In this simulation, the impact of the MAF of QTLs on genomic evaluation under different population size was evaluated in scenario 4. The estimated QTL heritability and correlation between TBV and GEBV are shown in Fig. 5. The results of heritability estimation and GEBV prediction followed a different trend. The mean values of estimated QTL heritability were close to the setting value (0.40) and were almost the same as those among different population sizes, but the SD of the estimated results decreased as the size of the population increased (e.g., from 0.47 to 0.07 in reference size from 200 to 1200, respectively, for all MAFs). The following trend of the results, the mean values of high MAF > all MAF > low MAF, was shown for QTL heritability, when the size of reference set was more than 800. These results indicated that the heritability estimates at lower population sizes are less precise than those at higher population sizes, even if the estimated value is close to the setting value. In addition, the impact of the MAF of QTLs was shown at larger population sizes.

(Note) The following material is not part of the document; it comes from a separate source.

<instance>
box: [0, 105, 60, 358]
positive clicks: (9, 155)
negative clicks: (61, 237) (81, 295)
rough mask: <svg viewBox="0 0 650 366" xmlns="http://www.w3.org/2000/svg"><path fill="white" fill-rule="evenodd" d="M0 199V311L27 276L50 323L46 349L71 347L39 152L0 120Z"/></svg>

Fig. 5 — Results obtained from scenario 3. Estimated QTL heritability and correlation between true breeding and genomic estimated breeding values are calculated. The x-axis indicates the size of the reference set, and the y-axis represents mean values of 300 replicates for the estimated QTL heritability (a) and the correlation between true breeding value (TBV) and genomic estimated breeding value (GEBV) (b). The results of varying minor allele frequency (MAF) categories (All, Low, and High) and size of the reference set (200, 400, 800, and 1200) are shown. The whiskers represent the standard deviation of 300 replicates

In the GEBV prediction, the correlations between TBV and GEBV were increased as the size of the reference increased (e.g., 0.11–0.41 at reference size 200–1200, respectively, for all MAFs). QTLs with high MAF had the highest value, and the values of all MAFs were between those with low and high MAFs in all reference sizes (e.g., 0.34, 0.41, and 0.50 for low, all, and high MAFs in reference size 1200, respectively). In addition, as the size of the reference increased from 200 to 1200, the difference between the high and low MAFs for the correlations between TBV and GEBV increased from 0.07 to 0.15, respectively.